After 13 years in the NFL, Ryan finished his career back in the CFL spending two seasons with his hometown Saskatchewan Roughriders before a final season with the Edmonton Elks in 2022.

And while he’s made a living out of kicking a football, Ryan was actually a talented receiver in his university days, leading the Reams in his second season before being drafted by the Blue Bombers as a receiver/punter.

“I actually loved playing receiver,” said the proud son of Bob and Barb Ryan. “And I think my dad talked to me one time he said, ‘You could probably work your butt off and be a fringe receiver in the CFL; kind of be up and down from the practice roster and maybe be a fifth receiver. And you can probably do that for four or five years and have a lot of fun — or you could go and kick for the next decade or two.’

“So when he laid it out like that to me, when I got to that first training camp and I was in a couple receivers drills with guys like Milt Stegall, it became apparent to me that I better keep up with this punting thing.”

And so he did. But does he remember when he punted a football for the first time?

“I was seven years old; just absolutely loved football,” Ryan recalled. “And it was every day at recess, every day after school, every day at lunch, just playing football with a bunch of seven-, eight-year-olds.

“And after, you know, four or five hours of that, seven- and eight-year-olds get a little bored, and I was really just left alone with the football, and I just started kicking it and punting it.

“It was really the only thing you could do when you’re left along with a football. So really, the way my punting career started when I was seven years old (was) just out of the love of the game of football.”

That doesn’t mean he was good at punting right away.

“No, that’s kind of what drove me even harder because I became absolutely obsessed with how I could make this ball go farther and higher,” said Ryan. “And it just became such an obsession that it was something, one of the only things in my entire life where I just could never get sick of it.

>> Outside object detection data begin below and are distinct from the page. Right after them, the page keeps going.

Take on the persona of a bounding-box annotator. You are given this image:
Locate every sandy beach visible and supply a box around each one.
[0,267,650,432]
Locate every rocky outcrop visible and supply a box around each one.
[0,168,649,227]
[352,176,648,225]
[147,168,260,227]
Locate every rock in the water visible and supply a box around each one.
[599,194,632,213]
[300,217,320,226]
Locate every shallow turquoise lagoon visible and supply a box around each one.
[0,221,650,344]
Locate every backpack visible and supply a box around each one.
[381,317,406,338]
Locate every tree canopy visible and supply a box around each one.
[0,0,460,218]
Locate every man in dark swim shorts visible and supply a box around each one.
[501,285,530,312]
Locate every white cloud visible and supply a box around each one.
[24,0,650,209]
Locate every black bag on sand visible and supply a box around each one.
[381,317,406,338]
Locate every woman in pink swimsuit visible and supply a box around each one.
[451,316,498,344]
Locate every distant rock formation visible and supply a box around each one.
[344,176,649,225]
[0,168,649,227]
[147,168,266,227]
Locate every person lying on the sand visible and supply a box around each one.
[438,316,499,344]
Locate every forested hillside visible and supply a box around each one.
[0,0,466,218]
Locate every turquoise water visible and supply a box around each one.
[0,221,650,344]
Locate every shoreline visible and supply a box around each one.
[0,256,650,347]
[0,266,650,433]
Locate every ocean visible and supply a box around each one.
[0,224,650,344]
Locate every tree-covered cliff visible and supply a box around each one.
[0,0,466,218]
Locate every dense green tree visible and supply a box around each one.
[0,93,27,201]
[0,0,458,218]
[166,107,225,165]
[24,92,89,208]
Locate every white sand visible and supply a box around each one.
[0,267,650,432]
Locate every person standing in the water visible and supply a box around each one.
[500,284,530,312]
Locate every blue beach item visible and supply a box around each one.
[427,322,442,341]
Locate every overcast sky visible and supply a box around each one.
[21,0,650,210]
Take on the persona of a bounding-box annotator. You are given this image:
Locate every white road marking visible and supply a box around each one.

“I could do it for hours on end. Even when I was almost 41 years old, playing professional football for the 19th year, I could still just do it all day. I absolutely loved it. I miss it. It’s truly my number one passion growing up and all the way through my adulthood.”

Attempting to come up with a list of people that helped him in his career, Ryan reflected on the support of his parents, siblings, wife and numerous coaches along the way.

“Actually, I couldn’t sleep last night just thinking about all the people that have made this happen for me,” said Ryan. “It really takes a village to raise a kid, and you know, it takes a village to put a guy in the NFL as well.”

Ryan will be formally inducted into the Saskatchewan Sports Hall of Fame during a ceremony on Sept. 20 alongside Julie Foster (athlete; rugby), Noah Miller (athlete; water polo), Brad Hornung (builder; hockey), Klara Kesmarky Miller (builder; gymnastics), the 1997 and 1998 Regina Rams football clubs and the 1978 and 1980 Saskatoon Harmony Centre women’s softball teams.

“I feel like it’s kind of a result of a dream coming true,” said Ryan. “I felt like when I was trying to make the NFL make the CFL, I was in full control of what I was doing and I could work hard and kind of make the team or whatever.

“And I felt like this is more of an honour than a dream because it’s just kind of something that’s been bestowed upon me from all these great people. So it just means the world to me and I don’t know if I could have ever thought it was going to happen when I look back that far.”